Restaurant Trademarks Bozo; Bozo The Clown Unhappy
MASON, Tenn. (AP) _ Bozo the Clown isn’t laughing about a restaurant’s attempt to obtain a trademark on his name, which he says ″will carry on long after I go to that circus in the sky.″
″Who are these people in Mason, Tennessee, to tell me how famous they are?″ asked Larry Harmon, who created Bozo the Clown.
He was angry about a decision that gives a rural western Tennessee restaurant the right to use his name on franchises from coast to coast.
Bozo’s restaurant, which serves pork barbecue, is based in the town of Mason, population 471.

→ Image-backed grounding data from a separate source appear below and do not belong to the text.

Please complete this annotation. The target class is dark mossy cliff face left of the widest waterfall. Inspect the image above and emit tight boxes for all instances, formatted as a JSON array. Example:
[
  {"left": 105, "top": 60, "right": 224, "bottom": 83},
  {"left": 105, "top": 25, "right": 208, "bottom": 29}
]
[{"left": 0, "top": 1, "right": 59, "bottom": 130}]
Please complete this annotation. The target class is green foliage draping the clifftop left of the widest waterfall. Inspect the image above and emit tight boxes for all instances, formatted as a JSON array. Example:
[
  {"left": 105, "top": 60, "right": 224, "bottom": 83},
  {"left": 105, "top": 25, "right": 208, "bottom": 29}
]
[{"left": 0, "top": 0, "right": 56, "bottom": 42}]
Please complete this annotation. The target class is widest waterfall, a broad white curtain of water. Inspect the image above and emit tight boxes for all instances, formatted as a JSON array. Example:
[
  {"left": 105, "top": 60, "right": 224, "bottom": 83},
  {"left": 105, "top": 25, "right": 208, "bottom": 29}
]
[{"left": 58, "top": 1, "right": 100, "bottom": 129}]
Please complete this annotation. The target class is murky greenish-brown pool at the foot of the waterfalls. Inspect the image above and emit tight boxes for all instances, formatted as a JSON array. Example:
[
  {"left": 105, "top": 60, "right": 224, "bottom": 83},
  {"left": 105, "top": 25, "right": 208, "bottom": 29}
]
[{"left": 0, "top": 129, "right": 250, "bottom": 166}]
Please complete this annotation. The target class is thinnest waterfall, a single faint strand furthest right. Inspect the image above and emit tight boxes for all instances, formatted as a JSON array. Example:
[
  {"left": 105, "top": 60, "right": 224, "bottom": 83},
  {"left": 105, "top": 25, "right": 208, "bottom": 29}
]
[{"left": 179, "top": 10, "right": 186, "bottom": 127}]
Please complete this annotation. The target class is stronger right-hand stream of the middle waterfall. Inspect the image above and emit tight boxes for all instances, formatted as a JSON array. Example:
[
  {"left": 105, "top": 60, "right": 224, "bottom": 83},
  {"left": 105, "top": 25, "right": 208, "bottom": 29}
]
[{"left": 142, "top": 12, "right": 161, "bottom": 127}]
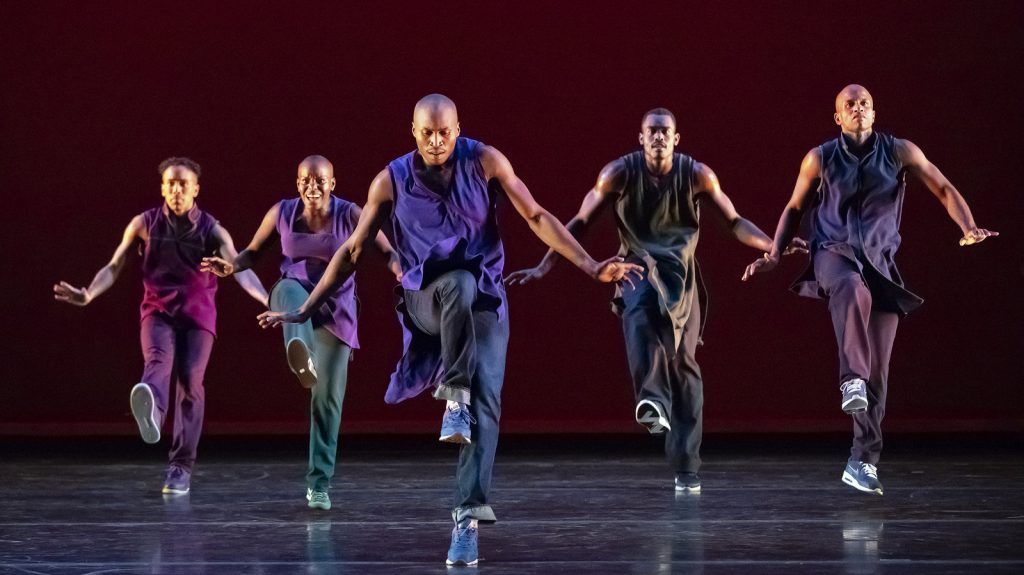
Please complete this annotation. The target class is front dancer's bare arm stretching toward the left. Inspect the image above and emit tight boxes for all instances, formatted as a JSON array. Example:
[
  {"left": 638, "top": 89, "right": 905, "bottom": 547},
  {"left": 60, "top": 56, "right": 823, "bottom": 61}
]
[{"left": 258, "top": 169, "right": 394, "bottom": 327}]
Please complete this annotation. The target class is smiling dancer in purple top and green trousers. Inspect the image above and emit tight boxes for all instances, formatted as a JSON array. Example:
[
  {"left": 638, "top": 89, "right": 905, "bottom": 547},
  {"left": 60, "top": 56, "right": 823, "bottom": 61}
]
[{"left": 202, "top": 156, "right": 400, "bottom": 511}]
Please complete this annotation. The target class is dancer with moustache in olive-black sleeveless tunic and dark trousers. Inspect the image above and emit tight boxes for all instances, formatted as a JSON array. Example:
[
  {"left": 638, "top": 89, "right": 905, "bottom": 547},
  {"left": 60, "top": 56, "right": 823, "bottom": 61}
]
[{"left": 505, "top": 107, "right": 802, "bottom": 493}]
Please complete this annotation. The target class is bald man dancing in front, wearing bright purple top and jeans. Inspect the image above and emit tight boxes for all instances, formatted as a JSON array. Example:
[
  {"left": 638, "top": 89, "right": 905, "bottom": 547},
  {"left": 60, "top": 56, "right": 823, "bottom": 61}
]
[{"left": 259, "top": 94, "right": 640, "bottom": 565}]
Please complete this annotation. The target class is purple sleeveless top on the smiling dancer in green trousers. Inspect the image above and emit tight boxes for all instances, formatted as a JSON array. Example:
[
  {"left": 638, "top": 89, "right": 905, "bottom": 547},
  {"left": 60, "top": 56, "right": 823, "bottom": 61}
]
[{"left": 278, "top": 195, "right": 359, "bottom": 349}]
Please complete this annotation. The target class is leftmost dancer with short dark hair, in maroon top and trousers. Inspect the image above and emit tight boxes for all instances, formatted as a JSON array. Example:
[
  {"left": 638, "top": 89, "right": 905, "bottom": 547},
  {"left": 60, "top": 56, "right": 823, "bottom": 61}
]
[{"left": 53, "top": 158, "right": 266, "bottom": 495}]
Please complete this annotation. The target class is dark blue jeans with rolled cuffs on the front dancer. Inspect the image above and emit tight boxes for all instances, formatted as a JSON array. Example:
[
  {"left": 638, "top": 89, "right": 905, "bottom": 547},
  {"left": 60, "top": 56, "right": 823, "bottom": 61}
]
[{"left": 406, "top": 270, "right": 509, "bottom": 522}]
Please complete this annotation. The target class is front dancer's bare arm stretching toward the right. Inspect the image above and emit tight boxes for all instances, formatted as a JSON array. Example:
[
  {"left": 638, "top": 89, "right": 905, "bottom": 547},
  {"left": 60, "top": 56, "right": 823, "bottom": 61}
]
[{"left": 480, "top": 146, "right": 643, "bottom": 282}]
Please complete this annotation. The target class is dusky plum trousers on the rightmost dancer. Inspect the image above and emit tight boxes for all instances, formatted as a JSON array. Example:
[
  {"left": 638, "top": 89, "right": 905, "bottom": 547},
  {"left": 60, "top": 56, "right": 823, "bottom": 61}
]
[{"left": 814, "top": 250, "right": 899, "bottom": 465}]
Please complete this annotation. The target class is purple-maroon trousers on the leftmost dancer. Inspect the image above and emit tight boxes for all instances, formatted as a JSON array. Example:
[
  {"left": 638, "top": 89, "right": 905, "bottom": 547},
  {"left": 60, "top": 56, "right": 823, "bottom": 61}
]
[{"left": 139, "top": 314, "right": 215, "bottom": 471}]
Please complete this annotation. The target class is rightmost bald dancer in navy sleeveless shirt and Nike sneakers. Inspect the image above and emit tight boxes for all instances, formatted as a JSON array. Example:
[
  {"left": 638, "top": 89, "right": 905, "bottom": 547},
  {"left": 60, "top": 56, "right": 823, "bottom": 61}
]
[{"left": 743, "top": 84, "right": 998, "bottom": 495}]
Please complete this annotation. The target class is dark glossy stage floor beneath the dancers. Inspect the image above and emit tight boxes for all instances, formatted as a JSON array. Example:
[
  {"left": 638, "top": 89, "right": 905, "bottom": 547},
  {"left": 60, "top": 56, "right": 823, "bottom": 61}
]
[{"left": 0, "top": 435, "right": 1024, "bottom": 575}]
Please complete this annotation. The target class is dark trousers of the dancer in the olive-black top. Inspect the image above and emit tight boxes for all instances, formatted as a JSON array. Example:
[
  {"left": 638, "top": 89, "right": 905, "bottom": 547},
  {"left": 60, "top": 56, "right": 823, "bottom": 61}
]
[{"left": 623, "top": 279, "right": 703, "bottom": 473}]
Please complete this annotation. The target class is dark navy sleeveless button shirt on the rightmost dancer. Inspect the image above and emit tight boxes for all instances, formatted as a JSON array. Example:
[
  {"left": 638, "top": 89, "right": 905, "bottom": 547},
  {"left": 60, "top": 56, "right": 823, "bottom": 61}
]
[{"left": 792, "top": 132, "right": 924, "bottom": 314}]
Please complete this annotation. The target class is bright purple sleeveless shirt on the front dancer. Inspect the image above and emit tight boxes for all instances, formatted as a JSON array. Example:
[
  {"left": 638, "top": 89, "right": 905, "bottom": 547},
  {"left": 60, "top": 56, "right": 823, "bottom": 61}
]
[{"left": 384, "top": 138, "right": 508, "bottom": 403}]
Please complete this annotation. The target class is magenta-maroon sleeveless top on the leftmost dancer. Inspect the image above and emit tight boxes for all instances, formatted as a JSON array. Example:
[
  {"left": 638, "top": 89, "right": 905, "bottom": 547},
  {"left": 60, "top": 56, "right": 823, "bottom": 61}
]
[{"left": 139, "top": 206, "right": 218, "bottom": 335}]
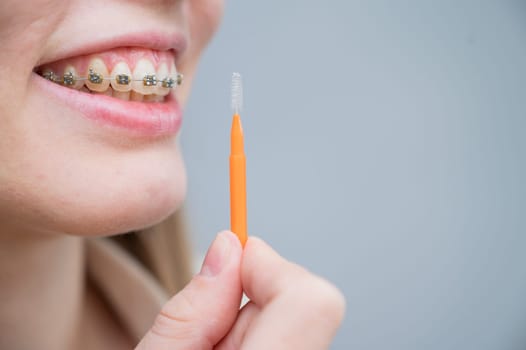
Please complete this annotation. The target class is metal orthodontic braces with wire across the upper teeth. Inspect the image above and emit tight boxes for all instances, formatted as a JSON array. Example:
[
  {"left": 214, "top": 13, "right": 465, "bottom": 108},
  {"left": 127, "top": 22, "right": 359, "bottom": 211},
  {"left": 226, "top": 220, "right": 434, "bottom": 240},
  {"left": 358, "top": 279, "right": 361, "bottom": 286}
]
[{"left": 42, "top": 68, "right": 184, "bottom": 89}]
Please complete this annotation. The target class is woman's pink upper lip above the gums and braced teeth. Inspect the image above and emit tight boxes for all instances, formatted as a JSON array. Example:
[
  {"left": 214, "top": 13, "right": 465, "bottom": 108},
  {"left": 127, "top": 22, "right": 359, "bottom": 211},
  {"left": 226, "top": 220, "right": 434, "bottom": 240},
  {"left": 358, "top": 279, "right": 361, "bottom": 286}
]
[{"left": 37, "top": 31, "right": 187, "bottom": 66}]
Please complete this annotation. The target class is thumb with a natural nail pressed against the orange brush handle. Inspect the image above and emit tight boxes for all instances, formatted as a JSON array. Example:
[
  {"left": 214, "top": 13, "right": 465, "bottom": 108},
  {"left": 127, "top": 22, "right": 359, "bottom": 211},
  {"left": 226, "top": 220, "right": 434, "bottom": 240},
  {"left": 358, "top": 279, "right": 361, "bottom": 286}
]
[{"left": 136, "top": 231, "right": 242, "bottom": 350}]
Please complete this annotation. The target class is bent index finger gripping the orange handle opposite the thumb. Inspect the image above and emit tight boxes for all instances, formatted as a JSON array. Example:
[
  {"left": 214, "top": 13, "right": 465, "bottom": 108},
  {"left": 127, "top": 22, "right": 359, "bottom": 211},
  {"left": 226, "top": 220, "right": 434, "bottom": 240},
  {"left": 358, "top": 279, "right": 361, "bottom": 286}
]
[{"left": 239, "top": 238, "right": 345, "bottom": 350}]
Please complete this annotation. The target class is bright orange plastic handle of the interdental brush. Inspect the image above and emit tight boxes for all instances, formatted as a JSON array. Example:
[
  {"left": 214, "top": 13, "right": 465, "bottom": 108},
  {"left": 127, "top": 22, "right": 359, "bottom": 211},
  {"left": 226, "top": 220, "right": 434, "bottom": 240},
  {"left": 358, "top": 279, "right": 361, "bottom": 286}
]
[{"left": 230, "top": 114, "right": 248, "bottom": 246}]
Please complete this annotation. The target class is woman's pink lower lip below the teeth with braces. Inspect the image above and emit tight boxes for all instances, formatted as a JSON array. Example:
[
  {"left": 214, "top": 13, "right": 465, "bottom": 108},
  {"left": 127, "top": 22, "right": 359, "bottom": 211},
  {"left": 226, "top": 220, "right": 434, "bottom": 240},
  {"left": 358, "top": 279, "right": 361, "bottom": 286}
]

Restaurant owner Jeff Thompson of Memphis has no plans to branch out or franchise, but decided to protect the right to use the name by filing for a national trademark in 1982, said assistant manager Dot Cottam.
″There are no plans at the present, but in the future, who knows?″ Cottam said.
The U.S. Patent and Trademark Office decided the restaurant, a local fixture since 1923, attracts enough out-of-state customers to trademark its name nationally.
″The whole world has recognized the greatness and love of Bozo,″ Harmon said Thursday from his New York City office. ″Don’t I have the right to protect what’s mine?″
″Bozo has been my life,″ he said. ″It is my life. It will carry on long after I go to that circus in the sky.″
His lawyers have appealed to the U.S. Court of Appeals in Washington.